Since starting at the U in 1977, Ehleringer has been involved in teaching, research, and administration. In addition, he has managed international programs and served as principal investigator on numerous grants. During his tenure, he has authored or co-authored nearly 500 publications. In June, Ehleringer stepped down as director of the Global Change & Sustainability Center (GCSC), a University research hub that focuses on sustainability and the environment. Ehleringer was fundamental in the creation of the GCSC. He’ll continue his role as distinguished professor in biology, focusing on environmental education and training students and post doctorates.
Through Ehleringer’s leadership, a handful of faculty started the GCSC in 2009. The center accelerates interdisciplinary research and training in areas of broad ecological interest, both at the local and global level. Since its inception, the GCSC has grown to include more than 100 faculty members from eight colleges who joined the center through meetings that uncovered common research interests. The center went from a “science and engineering focus to a truly multidisciplinary focus spanning many more colleges,” Ehleringer said.
During his time as a professor the U and as GCSC director, Ehleringer advocated strategic hiring practices and elevated place-based research. Ehleringer was integral to the first group of interdisciplinary “cluster” hires in 2012 when the U brought onboard associate professors Gabe Bowen, Brenda Bowen, John Lin, and Diane Pataki. Cluster hires are new faculty who teach and do research within multiple disciplines. The president and other administrators supported the idea because it was an opportunity to “move beyond siloed relationships we’ve had in the past,” Ehleringer said, and it would propel the University forward on the nationwide trend of interdisciplinary research.

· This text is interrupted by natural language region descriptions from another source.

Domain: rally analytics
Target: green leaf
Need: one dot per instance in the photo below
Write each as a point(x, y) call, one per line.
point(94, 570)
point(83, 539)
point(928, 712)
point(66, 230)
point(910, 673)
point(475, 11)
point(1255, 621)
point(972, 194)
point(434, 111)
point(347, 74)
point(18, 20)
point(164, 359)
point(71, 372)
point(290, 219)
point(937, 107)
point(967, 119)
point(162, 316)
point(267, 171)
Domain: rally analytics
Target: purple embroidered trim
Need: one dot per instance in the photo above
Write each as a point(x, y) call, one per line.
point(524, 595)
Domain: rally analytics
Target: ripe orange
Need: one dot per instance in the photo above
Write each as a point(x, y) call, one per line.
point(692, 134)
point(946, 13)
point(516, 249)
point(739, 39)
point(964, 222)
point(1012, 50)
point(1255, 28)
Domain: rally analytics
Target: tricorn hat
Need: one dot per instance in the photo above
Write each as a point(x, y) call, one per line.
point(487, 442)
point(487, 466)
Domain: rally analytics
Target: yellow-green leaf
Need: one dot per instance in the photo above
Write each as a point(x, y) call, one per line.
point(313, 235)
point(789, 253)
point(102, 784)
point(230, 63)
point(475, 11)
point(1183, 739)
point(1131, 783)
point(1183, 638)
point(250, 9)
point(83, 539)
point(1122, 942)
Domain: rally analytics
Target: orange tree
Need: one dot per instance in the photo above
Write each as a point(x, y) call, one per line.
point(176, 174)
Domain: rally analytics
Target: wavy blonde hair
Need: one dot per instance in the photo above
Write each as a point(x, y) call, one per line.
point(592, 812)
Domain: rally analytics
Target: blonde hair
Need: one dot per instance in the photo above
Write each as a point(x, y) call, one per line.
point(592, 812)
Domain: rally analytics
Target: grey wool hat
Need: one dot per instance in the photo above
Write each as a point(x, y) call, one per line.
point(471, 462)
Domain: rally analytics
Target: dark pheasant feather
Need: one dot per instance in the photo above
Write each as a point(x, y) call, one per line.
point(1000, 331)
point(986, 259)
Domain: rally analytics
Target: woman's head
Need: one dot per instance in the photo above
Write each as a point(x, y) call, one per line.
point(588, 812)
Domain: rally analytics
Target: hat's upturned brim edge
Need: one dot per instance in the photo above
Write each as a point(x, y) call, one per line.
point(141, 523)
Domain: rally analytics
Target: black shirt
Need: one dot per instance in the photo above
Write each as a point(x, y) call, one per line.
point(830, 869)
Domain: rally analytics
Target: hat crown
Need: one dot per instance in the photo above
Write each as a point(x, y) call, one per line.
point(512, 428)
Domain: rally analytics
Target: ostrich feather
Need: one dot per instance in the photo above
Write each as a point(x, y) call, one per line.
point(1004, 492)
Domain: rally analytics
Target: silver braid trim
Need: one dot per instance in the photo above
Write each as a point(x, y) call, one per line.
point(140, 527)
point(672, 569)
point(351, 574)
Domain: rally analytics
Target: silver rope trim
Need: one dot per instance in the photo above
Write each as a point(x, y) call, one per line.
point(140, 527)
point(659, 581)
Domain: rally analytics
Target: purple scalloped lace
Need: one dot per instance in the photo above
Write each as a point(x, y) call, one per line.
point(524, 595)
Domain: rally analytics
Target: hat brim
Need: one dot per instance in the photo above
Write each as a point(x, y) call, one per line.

Through his work with students and GCSC graduate fellows, Ehleringer also promoted local research. By focusing on local concerns, students could take ownership and see relationships in new ways, Ehleringer said.
“Place-based research allows students to see how data collection in a science class relates to history or planning,” he said. “Nothing would please me more than to see campus become a living learning laboratory that engages students, facilities, and the community.”
Brenda Bowen, who took over as director of the GCSC on July 1, noted that Ehleringer will be a tough act to follow.
“He’s brought amazing vision and persistence, helping the center to even exist. I wouldn’t be here at the University of Utah if it weren’t for Jim,” she said. “The University is very grateful for the time he’s dedicated to environmental research.”
The University and Utah has seen great change and growth due to Ehleringer efforts; however, of all the things Ehleringer has accomplished at the U, he says he is most proud of his work to mentoring and training students.